Perhaps there is a Certificate Four in poisoned chalices

Uneasy (mixed metaphor alert) has sat the crown at the Australian Skills Quality Authority, what with managements’ struggling since the start to get the regulatory balance right.

Providers want an agency that is not intrusive and aggressive, governments one that oversights to ensure course quality – plus prevent crooks defrauding students and the taxpayer.

Balance in oversight is not easily accomplished. It took two-goes for the Tertiary Education Quality Standards Agency to start working in a way widely seen as protecting consumers and being fair in regulating providers.

So, perhaps it is inevitable that not all VET stakeholders and observers are happy with how the ASQA bill before parliament establishes agency oversight.

The legislation replaces the existing governance structure of a chief commissioner who is CEO, plus two other commissioners, with a single statutory officer.  There will also be a ten-member, part-time council to advise on ASQA’s functions.

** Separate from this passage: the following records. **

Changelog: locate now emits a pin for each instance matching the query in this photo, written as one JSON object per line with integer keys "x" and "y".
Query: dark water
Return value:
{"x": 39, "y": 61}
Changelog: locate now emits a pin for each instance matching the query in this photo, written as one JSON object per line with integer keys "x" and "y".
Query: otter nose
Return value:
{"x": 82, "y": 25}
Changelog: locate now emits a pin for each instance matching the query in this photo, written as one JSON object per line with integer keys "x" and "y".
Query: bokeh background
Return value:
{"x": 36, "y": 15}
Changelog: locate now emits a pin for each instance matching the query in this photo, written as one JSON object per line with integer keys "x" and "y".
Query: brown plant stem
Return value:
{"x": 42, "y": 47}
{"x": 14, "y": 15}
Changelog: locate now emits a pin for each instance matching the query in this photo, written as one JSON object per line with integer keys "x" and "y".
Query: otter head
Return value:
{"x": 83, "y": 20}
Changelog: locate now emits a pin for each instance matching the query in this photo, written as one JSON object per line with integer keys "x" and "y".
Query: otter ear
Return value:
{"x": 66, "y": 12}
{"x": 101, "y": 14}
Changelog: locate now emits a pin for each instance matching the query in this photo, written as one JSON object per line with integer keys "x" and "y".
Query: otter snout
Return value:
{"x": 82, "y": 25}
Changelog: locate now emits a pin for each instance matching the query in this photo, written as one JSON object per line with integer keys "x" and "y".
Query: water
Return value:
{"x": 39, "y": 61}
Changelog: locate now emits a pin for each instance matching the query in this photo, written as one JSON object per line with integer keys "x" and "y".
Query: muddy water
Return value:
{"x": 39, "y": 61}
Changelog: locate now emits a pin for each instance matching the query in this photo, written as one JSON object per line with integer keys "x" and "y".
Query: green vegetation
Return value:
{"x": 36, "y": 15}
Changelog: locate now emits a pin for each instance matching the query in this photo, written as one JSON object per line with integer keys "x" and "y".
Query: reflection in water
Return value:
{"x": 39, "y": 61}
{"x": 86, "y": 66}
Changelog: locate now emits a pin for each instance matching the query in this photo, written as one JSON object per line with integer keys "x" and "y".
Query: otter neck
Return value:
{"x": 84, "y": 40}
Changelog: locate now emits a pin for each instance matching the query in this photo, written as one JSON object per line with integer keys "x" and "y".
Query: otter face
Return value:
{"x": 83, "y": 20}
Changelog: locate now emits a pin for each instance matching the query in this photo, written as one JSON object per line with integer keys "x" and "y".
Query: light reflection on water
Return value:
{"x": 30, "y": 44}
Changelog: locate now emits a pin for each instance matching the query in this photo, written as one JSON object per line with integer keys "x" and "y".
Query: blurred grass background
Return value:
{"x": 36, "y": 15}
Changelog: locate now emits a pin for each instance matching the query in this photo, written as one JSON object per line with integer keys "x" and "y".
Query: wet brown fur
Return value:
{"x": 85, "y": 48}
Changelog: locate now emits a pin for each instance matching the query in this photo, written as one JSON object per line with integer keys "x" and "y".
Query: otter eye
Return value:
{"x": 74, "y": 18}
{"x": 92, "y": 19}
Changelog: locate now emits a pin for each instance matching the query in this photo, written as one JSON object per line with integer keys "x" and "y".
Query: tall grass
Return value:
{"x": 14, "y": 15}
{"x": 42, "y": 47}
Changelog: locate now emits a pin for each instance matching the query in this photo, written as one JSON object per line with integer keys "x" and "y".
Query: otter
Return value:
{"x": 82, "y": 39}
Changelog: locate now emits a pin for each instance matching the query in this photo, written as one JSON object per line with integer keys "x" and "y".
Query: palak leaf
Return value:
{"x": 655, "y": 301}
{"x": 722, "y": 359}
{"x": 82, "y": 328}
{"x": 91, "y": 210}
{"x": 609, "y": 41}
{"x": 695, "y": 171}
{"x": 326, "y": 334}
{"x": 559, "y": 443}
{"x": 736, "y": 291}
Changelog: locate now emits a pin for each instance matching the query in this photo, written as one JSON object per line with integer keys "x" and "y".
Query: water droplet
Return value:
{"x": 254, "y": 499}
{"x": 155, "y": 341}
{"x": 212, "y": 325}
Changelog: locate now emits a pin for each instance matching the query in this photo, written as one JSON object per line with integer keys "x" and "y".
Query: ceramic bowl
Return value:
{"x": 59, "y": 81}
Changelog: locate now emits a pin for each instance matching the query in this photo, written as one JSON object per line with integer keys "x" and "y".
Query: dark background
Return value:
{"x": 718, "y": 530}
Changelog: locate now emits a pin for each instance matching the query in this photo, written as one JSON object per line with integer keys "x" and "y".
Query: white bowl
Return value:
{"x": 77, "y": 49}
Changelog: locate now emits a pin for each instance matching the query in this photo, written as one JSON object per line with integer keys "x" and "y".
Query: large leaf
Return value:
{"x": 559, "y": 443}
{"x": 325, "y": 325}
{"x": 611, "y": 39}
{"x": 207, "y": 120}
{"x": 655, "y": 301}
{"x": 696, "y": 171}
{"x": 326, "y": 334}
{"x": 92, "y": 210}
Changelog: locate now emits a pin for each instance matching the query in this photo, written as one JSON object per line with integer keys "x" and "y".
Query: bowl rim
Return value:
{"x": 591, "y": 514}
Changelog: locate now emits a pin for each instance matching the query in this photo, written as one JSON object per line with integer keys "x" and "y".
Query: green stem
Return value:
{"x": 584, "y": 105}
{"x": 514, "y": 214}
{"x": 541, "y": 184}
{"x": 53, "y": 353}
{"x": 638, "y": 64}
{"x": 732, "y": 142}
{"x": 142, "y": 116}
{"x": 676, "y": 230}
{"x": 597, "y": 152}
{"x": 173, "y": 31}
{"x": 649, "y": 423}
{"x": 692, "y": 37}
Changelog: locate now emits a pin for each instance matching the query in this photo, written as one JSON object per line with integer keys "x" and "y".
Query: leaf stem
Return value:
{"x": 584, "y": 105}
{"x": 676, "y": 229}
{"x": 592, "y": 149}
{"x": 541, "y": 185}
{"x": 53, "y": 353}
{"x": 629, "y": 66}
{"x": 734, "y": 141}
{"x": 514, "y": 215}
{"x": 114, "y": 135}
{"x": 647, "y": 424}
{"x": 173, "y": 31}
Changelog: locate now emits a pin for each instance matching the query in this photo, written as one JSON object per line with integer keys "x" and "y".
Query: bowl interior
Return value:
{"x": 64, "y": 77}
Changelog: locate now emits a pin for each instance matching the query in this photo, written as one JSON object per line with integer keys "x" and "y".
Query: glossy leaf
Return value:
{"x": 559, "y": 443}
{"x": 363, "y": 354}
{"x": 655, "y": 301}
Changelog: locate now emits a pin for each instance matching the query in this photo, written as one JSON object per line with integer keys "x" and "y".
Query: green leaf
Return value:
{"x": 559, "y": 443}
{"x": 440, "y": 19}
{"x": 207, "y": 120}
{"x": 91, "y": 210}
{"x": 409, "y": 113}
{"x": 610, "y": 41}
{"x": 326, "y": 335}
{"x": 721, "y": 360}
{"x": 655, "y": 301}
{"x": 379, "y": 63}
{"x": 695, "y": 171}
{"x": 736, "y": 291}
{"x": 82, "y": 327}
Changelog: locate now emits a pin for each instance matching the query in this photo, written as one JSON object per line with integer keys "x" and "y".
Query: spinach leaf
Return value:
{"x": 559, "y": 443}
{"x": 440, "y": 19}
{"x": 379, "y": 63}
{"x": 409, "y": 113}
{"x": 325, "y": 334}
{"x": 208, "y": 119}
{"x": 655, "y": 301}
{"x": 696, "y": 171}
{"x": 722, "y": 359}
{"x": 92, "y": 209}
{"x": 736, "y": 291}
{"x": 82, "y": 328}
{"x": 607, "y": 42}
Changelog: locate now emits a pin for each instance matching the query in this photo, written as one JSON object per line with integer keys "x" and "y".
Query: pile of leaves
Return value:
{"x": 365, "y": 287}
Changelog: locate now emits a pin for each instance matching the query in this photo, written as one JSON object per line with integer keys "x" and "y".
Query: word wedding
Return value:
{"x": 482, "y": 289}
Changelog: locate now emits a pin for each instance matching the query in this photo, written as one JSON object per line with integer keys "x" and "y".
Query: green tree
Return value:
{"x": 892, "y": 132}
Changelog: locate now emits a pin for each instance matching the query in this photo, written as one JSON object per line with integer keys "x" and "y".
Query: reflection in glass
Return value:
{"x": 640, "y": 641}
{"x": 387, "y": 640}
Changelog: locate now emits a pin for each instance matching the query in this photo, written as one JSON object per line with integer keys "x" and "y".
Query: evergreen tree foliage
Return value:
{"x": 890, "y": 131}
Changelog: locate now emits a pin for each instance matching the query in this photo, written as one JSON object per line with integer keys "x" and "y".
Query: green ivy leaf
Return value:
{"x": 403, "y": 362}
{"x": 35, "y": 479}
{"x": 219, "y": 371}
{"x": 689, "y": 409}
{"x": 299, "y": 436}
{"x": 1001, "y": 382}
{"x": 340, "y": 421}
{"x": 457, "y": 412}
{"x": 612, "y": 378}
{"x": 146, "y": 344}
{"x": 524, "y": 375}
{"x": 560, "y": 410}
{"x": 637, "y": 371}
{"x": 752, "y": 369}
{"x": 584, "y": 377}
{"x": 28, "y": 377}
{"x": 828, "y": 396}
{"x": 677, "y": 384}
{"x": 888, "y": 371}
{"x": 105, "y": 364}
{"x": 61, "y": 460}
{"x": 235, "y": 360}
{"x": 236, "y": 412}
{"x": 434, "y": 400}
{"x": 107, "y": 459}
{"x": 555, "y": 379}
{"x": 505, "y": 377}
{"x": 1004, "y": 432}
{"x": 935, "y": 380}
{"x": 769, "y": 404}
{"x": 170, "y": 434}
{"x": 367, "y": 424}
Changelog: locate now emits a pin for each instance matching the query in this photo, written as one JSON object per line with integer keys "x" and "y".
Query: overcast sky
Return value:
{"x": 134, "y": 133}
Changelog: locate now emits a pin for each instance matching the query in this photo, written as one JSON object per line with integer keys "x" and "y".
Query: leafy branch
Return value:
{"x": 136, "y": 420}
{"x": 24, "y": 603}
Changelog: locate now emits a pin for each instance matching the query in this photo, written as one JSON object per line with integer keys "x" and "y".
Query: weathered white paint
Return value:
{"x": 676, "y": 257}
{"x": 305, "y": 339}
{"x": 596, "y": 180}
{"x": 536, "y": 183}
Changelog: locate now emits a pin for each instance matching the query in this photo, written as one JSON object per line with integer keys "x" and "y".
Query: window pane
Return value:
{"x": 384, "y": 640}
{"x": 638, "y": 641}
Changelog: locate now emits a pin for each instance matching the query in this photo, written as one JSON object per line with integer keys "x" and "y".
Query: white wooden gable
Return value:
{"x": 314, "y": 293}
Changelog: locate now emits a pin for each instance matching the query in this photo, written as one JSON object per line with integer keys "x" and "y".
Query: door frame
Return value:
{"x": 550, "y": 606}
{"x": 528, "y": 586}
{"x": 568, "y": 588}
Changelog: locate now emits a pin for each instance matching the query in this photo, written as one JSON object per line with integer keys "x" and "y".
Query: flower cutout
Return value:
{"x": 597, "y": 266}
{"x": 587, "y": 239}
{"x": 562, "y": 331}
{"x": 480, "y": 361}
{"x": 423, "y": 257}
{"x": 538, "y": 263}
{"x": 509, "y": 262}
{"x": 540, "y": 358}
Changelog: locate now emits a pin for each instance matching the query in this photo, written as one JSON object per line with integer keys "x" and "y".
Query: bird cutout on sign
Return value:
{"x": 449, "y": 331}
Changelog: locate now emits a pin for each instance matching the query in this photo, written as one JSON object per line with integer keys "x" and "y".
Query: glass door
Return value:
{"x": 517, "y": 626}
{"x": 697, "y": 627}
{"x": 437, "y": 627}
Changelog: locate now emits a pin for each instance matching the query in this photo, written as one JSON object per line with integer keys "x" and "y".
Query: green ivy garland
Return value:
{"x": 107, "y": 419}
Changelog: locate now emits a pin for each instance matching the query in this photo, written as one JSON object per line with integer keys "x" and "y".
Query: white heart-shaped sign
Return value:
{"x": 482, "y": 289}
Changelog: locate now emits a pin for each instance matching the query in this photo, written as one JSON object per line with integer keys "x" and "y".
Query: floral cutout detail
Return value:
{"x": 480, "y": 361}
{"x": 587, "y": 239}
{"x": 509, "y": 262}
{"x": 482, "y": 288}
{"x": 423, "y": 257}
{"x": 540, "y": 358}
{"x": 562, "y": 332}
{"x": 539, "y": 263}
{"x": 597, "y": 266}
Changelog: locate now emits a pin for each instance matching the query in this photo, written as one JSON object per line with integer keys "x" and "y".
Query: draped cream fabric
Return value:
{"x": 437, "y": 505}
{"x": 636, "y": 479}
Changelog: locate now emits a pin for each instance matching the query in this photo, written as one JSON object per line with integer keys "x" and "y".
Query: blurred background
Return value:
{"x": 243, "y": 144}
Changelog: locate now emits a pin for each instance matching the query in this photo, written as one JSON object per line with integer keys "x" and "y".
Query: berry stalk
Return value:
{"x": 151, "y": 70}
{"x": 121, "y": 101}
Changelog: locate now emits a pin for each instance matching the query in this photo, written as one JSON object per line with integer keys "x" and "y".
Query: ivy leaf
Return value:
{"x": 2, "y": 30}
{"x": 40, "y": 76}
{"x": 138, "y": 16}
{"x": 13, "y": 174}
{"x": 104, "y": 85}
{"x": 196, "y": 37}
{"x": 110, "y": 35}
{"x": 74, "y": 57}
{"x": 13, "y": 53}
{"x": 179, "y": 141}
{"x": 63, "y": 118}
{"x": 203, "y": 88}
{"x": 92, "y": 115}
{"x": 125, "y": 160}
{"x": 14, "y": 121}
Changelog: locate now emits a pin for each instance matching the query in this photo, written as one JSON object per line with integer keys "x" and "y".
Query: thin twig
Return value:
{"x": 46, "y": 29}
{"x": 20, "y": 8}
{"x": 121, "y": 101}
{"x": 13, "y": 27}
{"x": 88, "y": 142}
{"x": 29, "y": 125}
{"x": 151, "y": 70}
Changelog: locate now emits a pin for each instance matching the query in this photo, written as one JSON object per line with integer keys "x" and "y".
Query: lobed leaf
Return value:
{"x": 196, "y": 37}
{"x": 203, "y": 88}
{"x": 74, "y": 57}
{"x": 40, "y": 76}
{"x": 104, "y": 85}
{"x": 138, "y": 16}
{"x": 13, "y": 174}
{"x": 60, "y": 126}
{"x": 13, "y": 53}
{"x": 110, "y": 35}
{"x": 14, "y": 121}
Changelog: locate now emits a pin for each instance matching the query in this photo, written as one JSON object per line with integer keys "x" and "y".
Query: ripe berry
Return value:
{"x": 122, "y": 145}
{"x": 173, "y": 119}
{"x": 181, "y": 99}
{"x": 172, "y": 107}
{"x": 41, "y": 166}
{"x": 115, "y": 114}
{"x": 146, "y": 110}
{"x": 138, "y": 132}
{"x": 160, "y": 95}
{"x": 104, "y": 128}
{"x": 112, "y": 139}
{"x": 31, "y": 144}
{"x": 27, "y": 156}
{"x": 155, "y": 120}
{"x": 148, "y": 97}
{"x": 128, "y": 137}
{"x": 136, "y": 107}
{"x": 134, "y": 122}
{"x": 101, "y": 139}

This appears reasonable to private training lobby, Independent Tertiary Education Council Australia. Chief Executive Troy Williams says, ““for some time ITECA members have argued that ASQA’s governance arrangements created an environment in which the regulator was neither accountable to, nor fully engaged with, the vocational education and training sector.

“The legislative amendments presented to the parliament today starts the process of addressing these governance concerns.”

But observers of the last 20 training dynasties are not impressed, suggesting providers would have benefited from a TEQSA model – where commissioners have authority but delegate some, not all, to the CEO.

However Assistant Training Minister Steve Irons, told the Reps yesterday, the advisory council will, “not be a decision-making body but rather a valuable source of strategic advice, a vehicle for confidential information-sharing and a strong foundation for stakeholder confidence in the regulator.”

In contrast, the new ASQA training czar will make the decisions; “perform(ing) a role more consistent with that of the head of an agency, including leading ASQA’s long- and short-term strategy and making top-level managerial decisions that determine the organisation’s objectives, resources and policies. This will be supported by a revised organisational structure which will better allocate and clarify operational responsibilities and improve regulatory decision-making,” Mr Irons said yesterday.